The drug company Emergent BioSolutions, in Gaithersburg, Maryland, recently tested the safety profile of iminosugars, clearing the way for clinical trials. Biochemist Raymond Dwek, who is also at the University of Oxford and involved in developing iminosugars, says such trials could be completed within two years.
Drug barriers
But there are barriers to finding drugs for mild disease. Among them are treatment guidelines ― published by organizations such as the WHO ― that focus on severe disease, says Edward Mills, a health researcher at McMaster University in Hamilton, Canada.
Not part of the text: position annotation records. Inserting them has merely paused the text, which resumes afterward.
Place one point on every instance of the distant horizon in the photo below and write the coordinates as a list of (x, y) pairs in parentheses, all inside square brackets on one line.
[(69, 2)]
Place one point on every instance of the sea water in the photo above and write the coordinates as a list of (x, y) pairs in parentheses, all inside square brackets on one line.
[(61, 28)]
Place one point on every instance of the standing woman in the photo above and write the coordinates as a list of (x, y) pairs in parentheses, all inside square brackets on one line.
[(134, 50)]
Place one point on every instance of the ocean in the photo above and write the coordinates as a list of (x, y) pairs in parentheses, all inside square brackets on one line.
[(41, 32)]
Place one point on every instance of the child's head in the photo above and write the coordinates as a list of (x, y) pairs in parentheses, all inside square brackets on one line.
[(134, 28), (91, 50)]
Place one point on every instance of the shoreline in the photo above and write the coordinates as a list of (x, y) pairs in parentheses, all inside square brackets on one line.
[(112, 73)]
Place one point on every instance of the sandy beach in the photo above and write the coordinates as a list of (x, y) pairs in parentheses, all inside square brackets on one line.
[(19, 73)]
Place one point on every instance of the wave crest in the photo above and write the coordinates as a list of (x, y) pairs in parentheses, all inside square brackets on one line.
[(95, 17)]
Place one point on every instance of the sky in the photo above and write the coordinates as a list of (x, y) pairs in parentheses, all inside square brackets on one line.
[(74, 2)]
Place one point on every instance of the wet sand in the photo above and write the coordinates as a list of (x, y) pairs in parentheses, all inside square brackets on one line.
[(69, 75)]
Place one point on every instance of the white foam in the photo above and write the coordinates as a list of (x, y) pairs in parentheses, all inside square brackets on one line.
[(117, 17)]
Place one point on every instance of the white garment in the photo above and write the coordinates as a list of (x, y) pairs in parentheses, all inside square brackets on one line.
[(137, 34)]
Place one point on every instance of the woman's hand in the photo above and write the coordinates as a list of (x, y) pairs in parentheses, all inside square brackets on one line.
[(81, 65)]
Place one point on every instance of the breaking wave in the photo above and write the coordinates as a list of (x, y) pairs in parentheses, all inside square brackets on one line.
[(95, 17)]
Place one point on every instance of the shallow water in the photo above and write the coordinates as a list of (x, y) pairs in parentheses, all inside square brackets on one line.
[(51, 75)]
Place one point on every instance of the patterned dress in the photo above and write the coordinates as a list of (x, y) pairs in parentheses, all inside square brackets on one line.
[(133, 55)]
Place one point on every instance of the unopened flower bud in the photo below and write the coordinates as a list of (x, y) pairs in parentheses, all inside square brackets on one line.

If guidelines don’t encourage doctors to prescribe drugs for mild disease, research into such drugs is unlikely to be useful, says Mills, who is also a principal investigator of the TOGETHER trial, aimed at finding existing affordable drugs to treat COVID-19.
The guidelines’ silence on mild disease, he says, has disincentivized him from widening his focus. Naggie, who is a member of the US National Institutes of Health committee on COVID-19 treatment guidelines, hopes trials such as ACTIV-6 prompt guideline committees to broaden their approach.
Researching mild disease is feasible in only some parts of the world, points out Monnot, who is involved in the ANTICOV trial, which seeks treatments for mild and moderate COVID-19. In Africa, where ANTICOV is running trials, people are unlikely to seek help for mild COVID-19, or even recognize the symptoms. That makes recruiting people in low-risk categories difficult. “In Africa, when they have fever, they’re not feeling well, the first thing they are thinking is about malaria,” he says.
Some researchers had hoped that the antiviral Paxlovid, now the go-to drug for staving off severe symptoms in high-risk people, would serve as a treatment for mild disease. But in June, Paxlovid manufacturer Pfizer, based in New York City, ended a trial in people at moderate risk for severe disease when the drug failed to relieve recipients’ symptoms to a statistically significant degree. Likewise, the WHO recently recommended against using the gout drug colchicine or fluvoxamine for non-severe COVID-191. Both had engendered broad interest on the basis of initially promising results.
Despite difficulties and setbacks, Naggie thinks that it is important to continue working to find drugs to treat mild COVID-19, both because of broad public-health benefits and because long quarantine periods disrupt many people’s lives. “We need to make sure that we reflect that as we move forward with clinical trials in this space,” she said.